Beberapa bulan lalu perhatian saya tertuju pada sebuah spanduk yang panjang membentang di suatu diaerah di Kuningan, Jawa Barat. Spanduk tersebut berisi penolakan terhadap perusahaan swasta yang hendak melakukan pengeboran air tanah di sana.
Setelah saya coba telusuri detil perkaranya lewat kanal berita, diketahui masyarakat daerah tersebut memang menolak keberadaan perusahaan yang hendak memanfaatkan air tanah di sana. Masyarakat lewat perwakilanya telah menempuh jalur mediasi lewat DPRD setempat. Mereka menyampaikan kekhawatiran terhadap keberlangsungan sumber daya air di masa yang akan datang.
Pihak perusahaan pun merasa gerah. Investasi mereka terhambat karena kabar berita yang tidak sesuai fakta. Secara teknis pengeboran air tanah tidak akan menggangu suplai air warga, ungkap mereka. Tak tanggung-tanggug jalur hukum ditempuh perusahaan untuk menghentikan provokasi beberapa oknum warga yang dinilai opininya menyesatkan.
"Wah, ini cuma permainan orang-orang kaya. Rakyat kecil selalu jadi korbannya."
Mari kita kesampingkan dulu aspek politik dan oknum dalam pemerintahan. Hal-hal tersebut juga merupakan masalah. Akan tetapi kita biasanya luput dengan masalah yang satu ini: literasi.
Dalam setiap upaya penolakan, opini "kepentingan masyarakat" selalu jadi senjata dalam meghalau upaya pemerintah dan swasta.. Parahnya lagi usaha penolakan seringkali diglorifikasi, dianggap sebagai perjuangan melawan kezaliman.
Padahal tak jarang opini dalam upaya perlawanan tidak dibarengi dengan pemahaman mendalam tentang permasalahan yang tengah terjadi.
Jadi apa yang salah dengan "perjuangan" masyarakat yang menolak pengeboran air tanah ini? Berikut pembahasannya.
Apa Itu Air Tanah?
Dalam Peraturan Menteri ESDM No. 31 Tahun 2018, air tanah didefinisikan sebagai air yang terdapat di dalam lapisan tanah atau batuan di bawah permukaan tanah.
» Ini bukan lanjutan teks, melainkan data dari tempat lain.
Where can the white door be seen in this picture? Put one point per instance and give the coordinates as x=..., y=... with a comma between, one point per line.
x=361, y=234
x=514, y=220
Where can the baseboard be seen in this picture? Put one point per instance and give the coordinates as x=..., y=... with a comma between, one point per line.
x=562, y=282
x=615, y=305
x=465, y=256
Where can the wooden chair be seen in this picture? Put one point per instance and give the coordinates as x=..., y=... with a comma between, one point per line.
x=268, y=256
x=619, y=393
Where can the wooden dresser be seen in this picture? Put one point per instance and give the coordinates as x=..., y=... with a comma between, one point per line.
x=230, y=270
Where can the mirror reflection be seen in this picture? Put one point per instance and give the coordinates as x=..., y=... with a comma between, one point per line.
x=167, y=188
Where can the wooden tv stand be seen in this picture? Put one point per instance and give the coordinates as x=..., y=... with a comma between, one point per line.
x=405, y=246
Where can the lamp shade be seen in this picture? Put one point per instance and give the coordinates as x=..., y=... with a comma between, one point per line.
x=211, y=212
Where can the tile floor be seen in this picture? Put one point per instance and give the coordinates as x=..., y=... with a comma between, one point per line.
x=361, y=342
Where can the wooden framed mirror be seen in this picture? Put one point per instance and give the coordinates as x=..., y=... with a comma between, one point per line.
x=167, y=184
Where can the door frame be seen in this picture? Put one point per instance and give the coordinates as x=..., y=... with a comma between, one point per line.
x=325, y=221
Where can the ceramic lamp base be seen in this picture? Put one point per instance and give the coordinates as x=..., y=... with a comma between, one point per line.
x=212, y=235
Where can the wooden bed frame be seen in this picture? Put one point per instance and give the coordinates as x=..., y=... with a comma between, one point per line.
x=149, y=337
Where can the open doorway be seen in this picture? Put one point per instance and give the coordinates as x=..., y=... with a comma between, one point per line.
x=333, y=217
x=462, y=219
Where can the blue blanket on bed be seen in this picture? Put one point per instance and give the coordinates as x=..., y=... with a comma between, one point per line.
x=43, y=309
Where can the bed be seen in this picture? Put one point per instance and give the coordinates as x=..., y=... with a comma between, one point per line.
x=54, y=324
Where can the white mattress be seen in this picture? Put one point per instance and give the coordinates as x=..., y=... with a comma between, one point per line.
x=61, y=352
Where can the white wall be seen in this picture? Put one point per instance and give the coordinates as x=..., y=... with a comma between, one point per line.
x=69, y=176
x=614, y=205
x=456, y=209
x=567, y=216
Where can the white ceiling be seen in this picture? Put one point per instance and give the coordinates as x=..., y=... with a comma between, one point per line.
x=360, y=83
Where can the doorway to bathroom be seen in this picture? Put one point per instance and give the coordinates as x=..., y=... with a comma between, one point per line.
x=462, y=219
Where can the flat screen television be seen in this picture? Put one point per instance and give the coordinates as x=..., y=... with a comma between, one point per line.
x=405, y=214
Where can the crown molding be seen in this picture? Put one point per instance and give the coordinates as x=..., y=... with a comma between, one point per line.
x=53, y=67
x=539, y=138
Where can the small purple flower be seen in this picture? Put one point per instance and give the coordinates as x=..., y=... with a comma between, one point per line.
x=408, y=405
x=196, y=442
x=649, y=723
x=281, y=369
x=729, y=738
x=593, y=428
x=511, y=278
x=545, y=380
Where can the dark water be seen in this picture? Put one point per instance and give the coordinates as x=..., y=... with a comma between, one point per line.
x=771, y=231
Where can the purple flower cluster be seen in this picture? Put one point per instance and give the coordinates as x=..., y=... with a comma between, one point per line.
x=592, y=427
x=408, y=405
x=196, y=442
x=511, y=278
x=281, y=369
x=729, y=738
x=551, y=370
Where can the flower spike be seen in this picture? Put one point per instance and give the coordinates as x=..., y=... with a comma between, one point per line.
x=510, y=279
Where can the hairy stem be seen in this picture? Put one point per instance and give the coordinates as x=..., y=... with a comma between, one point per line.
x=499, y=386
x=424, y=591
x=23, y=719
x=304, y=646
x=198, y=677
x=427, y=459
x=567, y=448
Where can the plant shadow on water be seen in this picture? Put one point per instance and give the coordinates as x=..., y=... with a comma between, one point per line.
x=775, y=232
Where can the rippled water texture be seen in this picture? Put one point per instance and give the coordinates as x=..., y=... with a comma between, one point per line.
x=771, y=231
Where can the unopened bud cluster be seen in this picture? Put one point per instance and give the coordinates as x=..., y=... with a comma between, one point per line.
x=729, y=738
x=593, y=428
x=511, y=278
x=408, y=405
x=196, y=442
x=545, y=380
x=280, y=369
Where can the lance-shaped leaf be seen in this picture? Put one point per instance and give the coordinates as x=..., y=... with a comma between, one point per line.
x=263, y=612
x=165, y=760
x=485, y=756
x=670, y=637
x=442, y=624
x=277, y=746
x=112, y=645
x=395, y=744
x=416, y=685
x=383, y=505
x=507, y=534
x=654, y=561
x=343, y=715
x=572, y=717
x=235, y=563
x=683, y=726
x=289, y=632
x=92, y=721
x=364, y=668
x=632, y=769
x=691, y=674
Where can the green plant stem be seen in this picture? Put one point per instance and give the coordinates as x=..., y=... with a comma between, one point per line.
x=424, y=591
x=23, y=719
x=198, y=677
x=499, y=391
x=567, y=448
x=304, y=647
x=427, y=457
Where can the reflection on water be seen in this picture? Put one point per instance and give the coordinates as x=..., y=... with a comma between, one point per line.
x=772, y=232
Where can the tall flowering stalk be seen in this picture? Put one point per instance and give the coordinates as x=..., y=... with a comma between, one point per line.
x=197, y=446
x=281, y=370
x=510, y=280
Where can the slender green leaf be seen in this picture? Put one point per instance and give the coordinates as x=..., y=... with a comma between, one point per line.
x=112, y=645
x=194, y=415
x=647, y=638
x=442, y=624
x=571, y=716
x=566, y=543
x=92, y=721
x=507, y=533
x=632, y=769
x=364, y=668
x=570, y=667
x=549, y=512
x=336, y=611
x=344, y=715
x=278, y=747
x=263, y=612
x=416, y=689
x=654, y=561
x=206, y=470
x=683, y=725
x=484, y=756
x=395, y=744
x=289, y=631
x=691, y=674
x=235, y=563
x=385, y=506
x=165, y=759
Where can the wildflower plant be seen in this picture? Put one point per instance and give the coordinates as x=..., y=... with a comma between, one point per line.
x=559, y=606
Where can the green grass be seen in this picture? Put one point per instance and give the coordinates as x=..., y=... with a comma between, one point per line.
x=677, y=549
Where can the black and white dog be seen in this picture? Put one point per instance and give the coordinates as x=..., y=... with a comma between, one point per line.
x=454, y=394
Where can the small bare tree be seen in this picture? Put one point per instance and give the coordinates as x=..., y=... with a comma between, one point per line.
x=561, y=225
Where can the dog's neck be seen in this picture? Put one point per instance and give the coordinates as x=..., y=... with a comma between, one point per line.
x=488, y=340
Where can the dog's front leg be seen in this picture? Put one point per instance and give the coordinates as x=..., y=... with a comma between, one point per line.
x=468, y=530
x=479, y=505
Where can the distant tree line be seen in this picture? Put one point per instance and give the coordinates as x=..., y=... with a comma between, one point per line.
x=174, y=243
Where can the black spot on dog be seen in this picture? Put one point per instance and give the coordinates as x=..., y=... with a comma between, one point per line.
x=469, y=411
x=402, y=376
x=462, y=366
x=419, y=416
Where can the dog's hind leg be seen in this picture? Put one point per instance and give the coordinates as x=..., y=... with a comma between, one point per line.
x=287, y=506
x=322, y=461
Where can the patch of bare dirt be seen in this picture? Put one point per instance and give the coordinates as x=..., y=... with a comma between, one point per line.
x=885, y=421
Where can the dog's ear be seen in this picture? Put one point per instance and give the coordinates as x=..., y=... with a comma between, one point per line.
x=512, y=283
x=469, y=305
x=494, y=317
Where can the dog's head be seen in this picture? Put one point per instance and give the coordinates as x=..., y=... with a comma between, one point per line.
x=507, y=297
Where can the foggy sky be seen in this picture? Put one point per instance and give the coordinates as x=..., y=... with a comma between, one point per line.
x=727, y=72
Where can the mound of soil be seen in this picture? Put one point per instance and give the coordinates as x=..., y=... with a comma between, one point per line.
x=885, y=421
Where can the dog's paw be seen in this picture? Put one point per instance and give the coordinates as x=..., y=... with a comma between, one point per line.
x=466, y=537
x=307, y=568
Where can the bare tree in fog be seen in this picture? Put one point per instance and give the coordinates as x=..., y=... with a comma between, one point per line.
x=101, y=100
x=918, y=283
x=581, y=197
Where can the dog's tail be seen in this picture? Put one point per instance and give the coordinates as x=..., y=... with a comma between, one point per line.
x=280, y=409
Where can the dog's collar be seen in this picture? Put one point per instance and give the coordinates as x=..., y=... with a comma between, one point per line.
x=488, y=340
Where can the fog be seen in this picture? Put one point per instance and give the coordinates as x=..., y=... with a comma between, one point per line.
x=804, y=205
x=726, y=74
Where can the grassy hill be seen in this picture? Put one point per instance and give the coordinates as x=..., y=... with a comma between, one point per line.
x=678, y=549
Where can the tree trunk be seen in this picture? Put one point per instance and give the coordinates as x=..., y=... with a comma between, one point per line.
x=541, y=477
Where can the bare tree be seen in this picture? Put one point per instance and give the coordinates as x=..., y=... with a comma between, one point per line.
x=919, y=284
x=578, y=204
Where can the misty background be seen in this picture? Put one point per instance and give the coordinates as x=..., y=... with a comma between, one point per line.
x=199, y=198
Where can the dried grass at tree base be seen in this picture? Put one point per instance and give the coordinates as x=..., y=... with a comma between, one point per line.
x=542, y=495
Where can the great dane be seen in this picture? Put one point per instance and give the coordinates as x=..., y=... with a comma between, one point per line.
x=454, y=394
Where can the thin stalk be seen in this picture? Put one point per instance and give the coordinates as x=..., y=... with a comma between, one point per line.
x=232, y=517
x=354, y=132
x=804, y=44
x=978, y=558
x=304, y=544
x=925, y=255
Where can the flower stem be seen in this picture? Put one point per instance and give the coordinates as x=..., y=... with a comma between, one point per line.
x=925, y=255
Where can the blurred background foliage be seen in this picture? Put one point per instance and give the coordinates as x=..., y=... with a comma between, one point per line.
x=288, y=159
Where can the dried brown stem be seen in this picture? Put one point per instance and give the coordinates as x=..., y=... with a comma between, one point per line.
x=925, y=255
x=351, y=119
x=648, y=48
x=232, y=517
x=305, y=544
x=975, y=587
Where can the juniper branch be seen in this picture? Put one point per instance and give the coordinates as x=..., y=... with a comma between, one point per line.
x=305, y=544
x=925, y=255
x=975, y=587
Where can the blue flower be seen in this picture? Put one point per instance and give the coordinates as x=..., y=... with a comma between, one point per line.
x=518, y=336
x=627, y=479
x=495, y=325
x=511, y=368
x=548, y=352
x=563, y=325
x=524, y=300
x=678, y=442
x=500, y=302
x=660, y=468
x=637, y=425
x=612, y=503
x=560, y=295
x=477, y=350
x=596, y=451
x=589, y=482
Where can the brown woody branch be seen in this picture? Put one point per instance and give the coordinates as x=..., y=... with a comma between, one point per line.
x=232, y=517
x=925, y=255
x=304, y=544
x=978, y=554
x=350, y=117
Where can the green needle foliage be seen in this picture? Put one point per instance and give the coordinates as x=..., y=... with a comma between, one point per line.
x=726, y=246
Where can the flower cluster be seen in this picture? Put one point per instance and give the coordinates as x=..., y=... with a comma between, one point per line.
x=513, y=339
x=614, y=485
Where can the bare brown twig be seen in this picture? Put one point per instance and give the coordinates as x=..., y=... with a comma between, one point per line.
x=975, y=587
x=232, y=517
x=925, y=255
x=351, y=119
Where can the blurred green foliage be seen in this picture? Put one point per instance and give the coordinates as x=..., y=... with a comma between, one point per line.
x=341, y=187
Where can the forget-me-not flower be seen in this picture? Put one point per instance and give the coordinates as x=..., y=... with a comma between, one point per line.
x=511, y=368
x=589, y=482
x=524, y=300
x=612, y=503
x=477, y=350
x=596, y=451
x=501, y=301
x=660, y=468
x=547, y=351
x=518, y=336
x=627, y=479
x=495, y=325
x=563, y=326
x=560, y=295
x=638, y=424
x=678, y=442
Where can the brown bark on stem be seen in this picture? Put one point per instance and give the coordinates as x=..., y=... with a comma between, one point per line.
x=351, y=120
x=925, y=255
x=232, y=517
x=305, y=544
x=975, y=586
Air tanah terkumpul dalam zona jenuh (saturated zone) yang batas atasnya disebut sebagai muka air tanah (water table).
Mungkin di antara kita ada yang pernah berpikir bahwa air tanah membentuk "sungai bawah tanah" yang mengalir deras. Kenyatannya, keyakinan sebagian masyarakat tersebut salah besar. Air tanah mengisi pori-pori dan celah di antara tanah dan batuan, seperti halnya air yang mengisi spons.